Monday, Jamie finishes the smoke test in 20 minutes and the deploy goes out fine.

Jamie didn't need you to debug a config issue. Jamie needed to restart a service. The entire incident was a permission problem — and it happens on most teams with 10+ environments, at least twice a week.

Why this keeps happening

AWS IAM doesn't have environment-scoped permissions for ECS. You can grant someone ecs:UpdateService— but that's access to every ECS service in the account, including production. You can try to scope it by resource ARN, but when your environments have 15 services each, maintaining those policies manually becomes its own full-time job.

So most platform engineers made the only rational decision available to them: they kept the keys and became the gatekeeper. Developers file a Slack request, platform engineer handles it, developers wait.

The platform engineer didn't choose to be a deployment gatekeeper. They became one because the alternative — handing over AWS Console access — was genuinely risky. The right answer is a permission layer that doesn't exist in native AWS.

The cost is invisible because it's spread across the week in small increments. A Slack ping here, a 15-minute console task there. But count the interruptions in a month: 3–8 per week for a mid-sized team. Each one breaks a flow state that takes 20 minutes to rebuild. Each Friday or weekend message is unpaid on-call work for a non-incident.

The 5 ops that cause 80% of interruptions

Most platform engineers, when they audit their staging-ops interruptions, find the same five actions accounting for nearly all of them:

  1. 1.

    Restart a crashed or stuck service. A task died, maybe due to a failed health check or OOM. The developer knows it — they just can't restart it.

  2. 2.

    Redeploy the latest image. A new build was pushed to ECR. The developer wants to pick it up in staging without waiting for the next CI run to trigger a deployment.

  3. 3.

    Read logs. The service is behaving strangely. The developer needs to tail CloudWatch — not navigate five levels of AWS console to get there.

  4. 4.

    Flush a Redis cache. Bad data got written. A key needs to be cleared so the service reads fresh state. One operation, one line of code if they had access.

  5. 5.

    Run a one-off task. A database migration, a data backfill, a cleanup script. Not a deployment — a single-run task against staging data.

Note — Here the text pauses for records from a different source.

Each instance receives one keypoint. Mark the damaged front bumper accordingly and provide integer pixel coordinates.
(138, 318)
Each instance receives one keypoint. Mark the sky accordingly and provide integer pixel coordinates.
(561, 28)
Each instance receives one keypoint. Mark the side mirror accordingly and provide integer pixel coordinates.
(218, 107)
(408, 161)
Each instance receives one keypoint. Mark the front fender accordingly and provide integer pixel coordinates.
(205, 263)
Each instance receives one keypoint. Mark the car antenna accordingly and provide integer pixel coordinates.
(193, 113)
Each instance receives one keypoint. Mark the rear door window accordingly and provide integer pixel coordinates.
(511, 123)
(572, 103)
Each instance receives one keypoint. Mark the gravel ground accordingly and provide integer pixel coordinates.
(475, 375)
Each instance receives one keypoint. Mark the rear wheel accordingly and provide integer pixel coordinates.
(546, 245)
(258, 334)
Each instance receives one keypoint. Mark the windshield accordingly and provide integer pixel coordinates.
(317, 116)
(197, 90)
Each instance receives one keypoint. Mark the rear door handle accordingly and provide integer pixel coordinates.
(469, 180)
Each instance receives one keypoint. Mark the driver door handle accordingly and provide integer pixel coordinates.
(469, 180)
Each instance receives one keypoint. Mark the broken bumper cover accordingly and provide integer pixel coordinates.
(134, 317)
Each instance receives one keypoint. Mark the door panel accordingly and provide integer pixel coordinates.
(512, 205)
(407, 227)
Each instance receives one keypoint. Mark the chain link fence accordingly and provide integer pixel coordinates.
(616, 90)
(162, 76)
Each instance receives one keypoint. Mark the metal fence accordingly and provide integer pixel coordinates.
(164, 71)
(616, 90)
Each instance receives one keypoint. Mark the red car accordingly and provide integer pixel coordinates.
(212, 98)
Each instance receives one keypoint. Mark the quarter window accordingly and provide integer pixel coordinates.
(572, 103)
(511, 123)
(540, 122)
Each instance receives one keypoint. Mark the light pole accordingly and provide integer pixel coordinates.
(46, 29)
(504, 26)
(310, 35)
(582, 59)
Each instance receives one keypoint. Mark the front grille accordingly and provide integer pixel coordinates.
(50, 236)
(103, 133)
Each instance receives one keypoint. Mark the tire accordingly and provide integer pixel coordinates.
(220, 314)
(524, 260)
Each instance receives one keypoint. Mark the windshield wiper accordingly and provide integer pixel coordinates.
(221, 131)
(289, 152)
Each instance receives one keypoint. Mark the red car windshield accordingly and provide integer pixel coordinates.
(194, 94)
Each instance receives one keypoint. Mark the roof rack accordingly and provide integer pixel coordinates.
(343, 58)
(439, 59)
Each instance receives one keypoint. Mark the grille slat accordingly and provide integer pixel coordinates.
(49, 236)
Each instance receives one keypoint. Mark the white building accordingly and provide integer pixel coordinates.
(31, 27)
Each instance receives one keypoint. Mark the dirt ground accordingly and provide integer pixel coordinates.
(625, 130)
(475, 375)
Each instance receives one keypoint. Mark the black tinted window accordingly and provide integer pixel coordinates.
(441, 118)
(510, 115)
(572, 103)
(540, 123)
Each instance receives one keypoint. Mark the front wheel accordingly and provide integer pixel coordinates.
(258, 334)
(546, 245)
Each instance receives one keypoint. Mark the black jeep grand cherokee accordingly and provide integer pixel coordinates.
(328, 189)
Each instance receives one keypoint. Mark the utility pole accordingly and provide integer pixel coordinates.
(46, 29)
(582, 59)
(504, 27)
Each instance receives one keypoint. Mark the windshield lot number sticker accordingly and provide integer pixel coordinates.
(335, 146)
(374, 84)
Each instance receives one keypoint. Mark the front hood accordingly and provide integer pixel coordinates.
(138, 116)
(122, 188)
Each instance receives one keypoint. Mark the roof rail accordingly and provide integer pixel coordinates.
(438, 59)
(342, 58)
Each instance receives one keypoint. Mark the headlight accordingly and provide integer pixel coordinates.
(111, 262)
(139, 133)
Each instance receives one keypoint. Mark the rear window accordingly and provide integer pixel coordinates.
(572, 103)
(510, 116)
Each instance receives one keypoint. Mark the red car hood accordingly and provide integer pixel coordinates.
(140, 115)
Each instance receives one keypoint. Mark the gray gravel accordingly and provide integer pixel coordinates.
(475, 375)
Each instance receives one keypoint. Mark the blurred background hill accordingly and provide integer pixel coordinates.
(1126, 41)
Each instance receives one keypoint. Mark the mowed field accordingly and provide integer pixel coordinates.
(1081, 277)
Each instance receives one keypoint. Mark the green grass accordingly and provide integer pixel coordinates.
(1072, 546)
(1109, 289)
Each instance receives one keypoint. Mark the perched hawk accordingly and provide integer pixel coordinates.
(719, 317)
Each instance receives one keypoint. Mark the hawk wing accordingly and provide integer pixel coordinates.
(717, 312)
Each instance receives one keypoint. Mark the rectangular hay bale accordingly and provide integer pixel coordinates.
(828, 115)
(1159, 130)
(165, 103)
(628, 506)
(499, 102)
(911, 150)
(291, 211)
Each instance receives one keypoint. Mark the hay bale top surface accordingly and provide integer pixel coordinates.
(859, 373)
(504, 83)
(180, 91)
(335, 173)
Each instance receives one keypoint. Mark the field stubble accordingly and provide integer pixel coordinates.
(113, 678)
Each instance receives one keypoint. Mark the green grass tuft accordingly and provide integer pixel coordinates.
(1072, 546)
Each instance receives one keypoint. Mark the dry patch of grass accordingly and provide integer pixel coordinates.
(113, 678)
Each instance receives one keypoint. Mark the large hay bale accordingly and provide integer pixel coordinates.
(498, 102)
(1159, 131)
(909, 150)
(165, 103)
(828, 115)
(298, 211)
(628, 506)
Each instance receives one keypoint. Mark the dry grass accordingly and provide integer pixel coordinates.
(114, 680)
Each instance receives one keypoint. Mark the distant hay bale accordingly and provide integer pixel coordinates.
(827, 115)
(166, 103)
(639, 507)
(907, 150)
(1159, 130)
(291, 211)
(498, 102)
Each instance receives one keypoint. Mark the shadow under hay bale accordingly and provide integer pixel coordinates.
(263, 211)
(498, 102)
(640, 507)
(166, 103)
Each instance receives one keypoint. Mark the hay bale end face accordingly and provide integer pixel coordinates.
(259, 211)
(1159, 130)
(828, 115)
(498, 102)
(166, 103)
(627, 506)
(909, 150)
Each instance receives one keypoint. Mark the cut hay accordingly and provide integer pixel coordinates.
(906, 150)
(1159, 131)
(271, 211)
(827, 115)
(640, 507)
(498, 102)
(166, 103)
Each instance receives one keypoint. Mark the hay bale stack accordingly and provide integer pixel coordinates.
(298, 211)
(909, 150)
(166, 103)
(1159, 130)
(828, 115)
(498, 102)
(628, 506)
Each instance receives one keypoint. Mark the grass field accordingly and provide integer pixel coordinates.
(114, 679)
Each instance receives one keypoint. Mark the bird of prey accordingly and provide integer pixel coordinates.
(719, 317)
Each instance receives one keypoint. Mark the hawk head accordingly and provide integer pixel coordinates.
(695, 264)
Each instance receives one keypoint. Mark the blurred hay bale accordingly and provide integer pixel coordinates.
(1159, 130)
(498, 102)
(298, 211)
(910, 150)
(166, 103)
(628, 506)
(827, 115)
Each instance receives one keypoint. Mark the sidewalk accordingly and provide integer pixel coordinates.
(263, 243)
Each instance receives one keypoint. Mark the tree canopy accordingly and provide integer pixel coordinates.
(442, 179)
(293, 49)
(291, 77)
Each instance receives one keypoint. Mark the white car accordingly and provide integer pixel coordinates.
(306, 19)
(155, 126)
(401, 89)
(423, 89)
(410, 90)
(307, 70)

None of these require infrastructure knowledge. None of them should require a platform engineer.

Why raw AWS Console access is the wrong answer

The obvious first instinct is: just give them limited AWS access. Create a developer IAM role with read and restart permissions.

In practice, this goes wrong in predictable ways:

  • IAM doesn't scope ECS permissions by environment — it scopes by account, region, and ARN. A policy that allows restarting staging services also allows restarting production services in the same account.
  • ARN-scoped policies break every time a service is renamed, a new environment is added, or an account is restructured. Someone has to maintain them.
  • AWS Console access gives visibility into things developers shouldn't see: secret ARNs, network config, IAM role names. Not a security catastrophe, but not ideal.
  • There's no audit trail per action. CloudTrail tells you which IAM user ran which API call — but not why, from what context, or what the environment state was before and after.

The right answer isn't broader AWS access — it's a permission layer that understands environments.

How Fortem solves it

Fortem's self-service layer gives each developer a scoped view of environments they own. You assign ownership in the dashboard — takes about 15 minutes for a typical team. From that point, developers log in via SSO and see only their environments.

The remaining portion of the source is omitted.